Devleti olmayan, ülkesi bölünüp işgalciler tarafından paylaşılan Kürdler, Roboskî benzeri trajedileri bir daha yaşamamak için devletleşmek zorundadırlar.
Roboskî trajedisi yaşanır yaşanmaz, ‘nasıl siyasi bir ranta dönüştürürüm’ hesabının içine giren PKK/HDP ve türevleri, katliamın aydınlanması için göz boyamaktan, duygu sömürüsü yapmaktan başka bir şey yapmadı. Benzer şekilde Türkiye’deki politik çevreler de olayı sistem içi kavgada koz olarak kullanma, olaydan yararlanıp siyasi mevzi kazanma aracına dönüştürdüler. İnsan haklarından, demokrasiden dem vuran “romantik” çevreler de Roboskî’yi, “Hümanist” olduklarını göstermek için kullandılar.
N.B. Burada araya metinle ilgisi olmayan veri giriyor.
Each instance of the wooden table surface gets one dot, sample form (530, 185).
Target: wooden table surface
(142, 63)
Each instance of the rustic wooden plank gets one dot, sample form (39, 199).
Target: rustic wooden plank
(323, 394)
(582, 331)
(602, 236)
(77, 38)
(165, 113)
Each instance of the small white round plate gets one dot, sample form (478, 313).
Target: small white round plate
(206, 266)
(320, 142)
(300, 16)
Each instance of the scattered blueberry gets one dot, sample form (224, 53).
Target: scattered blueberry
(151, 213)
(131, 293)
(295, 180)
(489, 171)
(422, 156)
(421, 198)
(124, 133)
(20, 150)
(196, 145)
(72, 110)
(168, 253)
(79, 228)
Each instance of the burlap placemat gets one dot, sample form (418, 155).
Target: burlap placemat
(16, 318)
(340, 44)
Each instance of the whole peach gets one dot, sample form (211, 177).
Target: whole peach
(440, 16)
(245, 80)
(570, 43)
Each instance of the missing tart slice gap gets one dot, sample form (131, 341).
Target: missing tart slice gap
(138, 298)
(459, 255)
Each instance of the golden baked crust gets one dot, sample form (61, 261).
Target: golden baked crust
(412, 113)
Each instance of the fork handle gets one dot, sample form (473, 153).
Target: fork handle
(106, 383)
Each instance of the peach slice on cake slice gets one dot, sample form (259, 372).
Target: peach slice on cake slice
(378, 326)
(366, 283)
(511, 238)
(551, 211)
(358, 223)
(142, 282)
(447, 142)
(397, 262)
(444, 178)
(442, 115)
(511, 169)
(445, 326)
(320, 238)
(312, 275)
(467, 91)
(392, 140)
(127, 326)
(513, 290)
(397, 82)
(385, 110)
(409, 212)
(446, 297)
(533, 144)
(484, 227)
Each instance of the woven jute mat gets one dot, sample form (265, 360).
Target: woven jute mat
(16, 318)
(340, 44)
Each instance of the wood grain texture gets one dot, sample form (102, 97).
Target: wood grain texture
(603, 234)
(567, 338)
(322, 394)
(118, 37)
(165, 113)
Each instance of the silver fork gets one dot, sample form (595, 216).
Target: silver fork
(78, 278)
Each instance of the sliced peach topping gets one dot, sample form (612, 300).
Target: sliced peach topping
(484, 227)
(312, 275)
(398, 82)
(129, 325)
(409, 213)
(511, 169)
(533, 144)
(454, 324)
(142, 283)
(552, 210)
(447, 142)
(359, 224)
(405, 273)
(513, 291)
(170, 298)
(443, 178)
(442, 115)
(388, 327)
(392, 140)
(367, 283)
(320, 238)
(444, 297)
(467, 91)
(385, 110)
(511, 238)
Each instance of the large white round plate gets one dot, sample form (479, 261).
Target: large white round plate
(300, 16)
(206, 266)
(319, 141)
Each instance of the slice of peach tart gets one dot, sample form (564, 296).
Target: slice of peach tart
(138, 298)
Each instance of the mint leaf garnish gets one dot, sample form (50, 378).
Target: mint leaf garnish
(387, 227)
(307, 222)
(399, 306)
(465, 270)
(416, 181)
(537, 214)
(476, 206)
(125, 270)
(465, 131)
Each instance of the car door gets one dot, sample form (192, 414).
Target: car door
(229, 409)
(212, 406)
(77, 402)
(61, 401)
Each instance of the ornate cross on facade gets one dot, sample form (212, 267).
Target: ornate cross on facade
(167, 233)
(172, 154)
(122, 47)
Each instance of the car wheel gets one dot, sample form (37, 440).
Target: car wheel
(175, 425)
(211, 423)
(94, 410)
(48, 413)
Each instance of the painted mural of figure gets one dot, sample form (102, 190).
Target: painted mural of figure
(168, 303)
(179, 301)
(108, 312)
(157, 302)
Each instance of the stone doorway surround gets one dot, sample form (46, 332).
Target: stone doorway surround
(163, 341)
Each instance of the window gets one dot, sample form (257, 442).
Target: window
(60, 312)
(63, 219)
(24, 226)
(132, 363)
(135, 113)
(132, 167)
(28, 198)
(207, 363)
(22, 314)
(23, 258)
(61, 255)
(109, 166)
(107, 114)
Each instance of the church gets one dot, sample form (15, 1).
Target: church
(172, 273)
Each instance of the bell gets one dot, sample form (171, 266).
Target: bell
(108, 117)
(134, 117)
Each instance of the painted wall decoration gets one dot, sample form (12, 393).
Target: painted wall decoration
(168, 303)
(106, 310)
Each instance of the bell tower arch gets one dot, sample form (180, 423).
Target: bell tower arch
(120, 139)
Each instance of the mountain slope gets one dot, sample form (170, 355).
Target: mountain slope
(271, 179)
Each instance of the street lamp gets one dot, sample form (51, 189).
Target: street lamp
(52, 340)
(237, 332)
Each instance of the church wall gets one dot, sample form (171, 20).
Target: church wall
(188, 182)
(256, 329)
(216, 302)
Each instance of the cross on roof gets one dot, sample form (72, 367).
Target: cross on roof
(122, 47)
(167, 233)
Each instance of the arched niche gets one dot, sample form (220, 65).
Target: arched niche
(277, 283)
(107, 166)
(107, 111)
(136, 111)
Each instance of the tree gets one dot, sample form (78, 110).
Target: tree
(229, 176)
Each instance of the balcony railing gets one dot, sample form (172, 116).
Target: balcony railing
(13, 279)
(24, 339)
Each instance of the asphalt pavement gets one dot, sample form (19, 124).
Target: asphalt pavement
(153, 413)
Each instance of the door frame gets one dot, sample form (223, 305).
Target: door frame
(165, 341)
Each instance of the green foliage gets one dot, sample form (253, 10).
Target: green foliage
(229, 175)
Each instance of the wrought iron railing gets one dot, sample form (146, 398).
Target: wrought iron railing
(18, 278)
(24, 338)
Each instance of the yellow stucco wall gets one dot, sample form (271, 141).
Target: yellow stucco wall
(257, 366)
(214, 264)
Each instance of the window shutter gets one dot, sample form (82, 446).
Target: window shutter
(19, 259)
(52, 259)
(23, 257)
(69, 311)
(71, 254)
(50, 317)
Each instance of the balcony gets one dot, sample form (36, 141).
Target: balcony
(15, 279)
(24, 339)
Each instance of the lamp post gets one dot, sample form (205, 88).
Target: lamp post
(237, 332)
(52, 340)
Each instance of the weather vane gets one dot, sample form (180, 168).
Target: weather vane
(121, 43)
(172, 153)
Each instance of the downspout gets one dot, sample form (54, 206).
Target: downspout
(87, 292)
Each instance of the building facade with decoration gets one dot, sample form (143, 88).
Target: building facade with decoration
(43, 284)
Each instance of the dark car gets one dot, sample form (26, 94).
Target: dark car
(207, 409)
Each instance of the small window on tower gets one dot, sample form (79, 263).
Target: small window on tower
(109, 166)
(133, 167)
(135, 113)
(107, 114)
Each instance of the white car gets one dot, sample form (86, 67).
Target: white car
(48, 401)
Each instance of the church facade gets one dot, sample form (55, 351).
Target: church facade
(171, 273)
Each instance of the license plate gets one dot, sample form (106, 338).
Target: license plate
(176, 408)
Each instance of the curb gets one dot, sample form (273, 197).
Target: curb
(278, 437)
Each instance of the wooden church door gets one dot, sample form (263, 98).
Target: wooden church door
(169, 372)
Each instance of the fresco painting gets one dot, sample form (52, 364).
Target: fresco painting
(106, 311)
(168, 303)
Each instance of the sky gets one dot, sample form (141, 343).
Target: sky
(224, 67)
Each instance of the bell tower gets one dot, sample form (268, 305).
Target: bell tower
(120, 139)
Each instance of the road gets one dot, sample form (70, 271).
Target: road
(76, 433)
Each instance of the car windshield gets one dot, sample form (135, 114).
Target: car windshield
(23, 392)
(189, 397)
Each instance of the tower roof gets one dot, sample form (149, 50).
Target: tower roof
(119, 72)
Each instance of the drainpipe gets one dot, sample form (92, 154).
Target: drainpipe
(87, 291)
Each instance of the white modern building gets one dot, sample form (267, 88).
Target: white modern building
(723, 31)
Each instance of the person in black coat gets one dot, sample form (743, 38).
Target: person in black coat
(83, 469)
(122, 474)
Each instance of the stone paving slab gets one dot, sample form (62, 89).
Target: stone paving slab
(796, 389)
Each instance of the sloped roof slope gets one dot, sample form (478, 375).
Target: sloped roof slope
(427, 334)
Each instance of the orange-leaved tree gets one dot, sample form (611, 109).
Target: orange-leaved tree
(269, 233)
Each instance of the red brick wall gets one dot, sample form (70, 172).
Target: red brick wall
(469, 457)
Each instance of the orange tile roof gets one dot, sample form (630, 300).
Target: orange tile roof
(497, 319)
Hepsinin ortak yanı ise, Roboskî katliamına neden olan devletsizliğe vurgu yapmamalarıdır. Oysa bu olayın tek nedeni, Kürdlerin devletsizliğiydi.
Kuşkusuz ki katliamı TC yaptı ve baş suçludur. Ama bu katliama gerçekçi tepki göstermeyen herkes bu insanlık suçunda pay sahibidir. Hem bireyler hem de devletler bazında. Gerçekçi tepki, Kürdlerin devletleşmesini koşulsuz savunmaktır…
Başta PKK/HDP/DBP olmak üzere, Kürdlerin devletleşme hakkına karşı durup Roboskî’yi sahiplenen herkes samimiyetten uzak ve sahtekardır. Roboskî’yi sahiplenmek, Kürdlerin devletleşme hakkını savunmaktır.
Özgür Bireyler Topluluğu olarak, Roboskî katliamının sorumlusu/suçlusu TC’yi bir kez daha lanetlerken, Roboskî ve diğer katliamlarda yaşamını yitiren tüm Kürdleri/Kürdistanlıları saygıyla anıyoruz.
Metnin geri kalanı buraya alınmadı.